In addition, the more knowledge is being produced in a region, the more incentive incumbents would have to bind their employees with contracts that include noncompete clauses limiting the ability to switch employers and start new firms (at least locally). In regions and countries where noncompete clauses are not legally enforceable (e.g., in California) or where imposing such limitations is expensive for an employer (e.g., if incumbent firms are obliged to pay lost wages to former employees), the KSTE is likely to hold. Perhaps for this reason, European studies, even at more disaggregated sectoral level, tend to conclude that the KSTE is able to explain firm entry. In other settings (e.g., US MSAs outside of California), however, institutional arrangements (enforceability of the covenants not to compete) and common business practices (the prevalence of noncompete clauses) are likely to create legal barriers for potential entrepreneurs in their attempts to bring unused ideas to market. The KSTE ignores such possibilities, assuming unconstrained exit opportunities for employees, which is, in our view, a major limitation of the theory.

7 Conclusions

This paper presents a systematic empirical test of the knowledge spillover theory of entrepreneurship for US MSAs. Using the 1997–2011 data, we estimate the effects of knowledge production on total business entry and business entry in high-tech industries overall, high-tech nongoods-producing industries, high-tech goods-producing industries, and in computer and electronic product manufacturing. While the effects of metropolitan knowledge generation on total business entry are insignificant, in the high-tech subsectors, it has statistically significant (in most specifications) but divergent effects. In the models explaining total high-tech firm formation and firm formation in high-tech services, the effect of knowledge is positive in our main specification (in line with the previous empirical tests of the KSTE). On the contrary, in the high-tech goods-producing sector, and in the computer and electronic product manufacturing industry in particular, increased knowledge generation suppresses firm entry. Overall, the drivers of firm formation are likely to differ between high-tech goods- and nongoods-producing sectors. We develop a simplified theoretical framework and present likely explanations for the observed relationships.
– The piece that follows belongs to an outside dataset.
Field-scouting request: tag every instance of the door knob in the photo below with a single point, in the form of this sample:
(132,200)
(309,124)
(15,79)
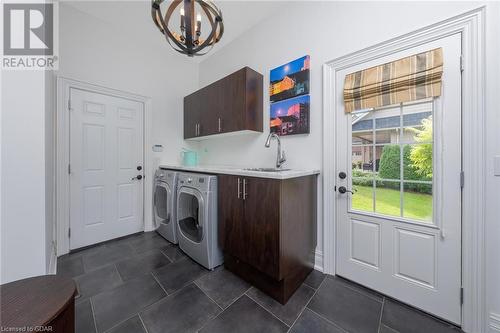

Our theoretical explorations coupled with empirical results suggest that the following mechanisms are more likely to be behind the relationships documented in this study. First, knowledge generation measured by patenting intensity is likely to expand market opportunities in high-tech services (via higher expected profits and potentially via lower entry barriers for entrepreneurs who used to be employed in knowledge-generating industries), thus explaining the positive effect found in the main analysis here and in previous studies in comparable contexts. In the high-tech goods-producing industries, the decreased entry as a result of more intensive patenting is likely to stem from intensified competition with more technologically advanced incumbents, increasing costs of starting a new business able to compete against existing firms and potentially more restrictive noncompete clauses of employment contracts. The results also show that the increased business formation in high-tech services as a result of knoweldge generation is large enough to counterbalance decreased firm entry in high-tech goods-producing industries in a region (where significant effects are detected). Further empirical work is needed to test the hypothesized mechanisms in order to gain deeper understanding of the processes that drive the impacts of regional knowledge generation on business formation across high-tech industries. In particular, sorting out the relative roles of labor market effects versus knowledge spillovers, as well as legal barriers such as liberal patenting laws and noncompete agreements that reduce workforce mobility and limit new competition, is critical in providing more reliable policy advice. Indeed, such policies may be so protective of intellectual property rights that an unintended consequence might be net reductions in innovation and economic growth.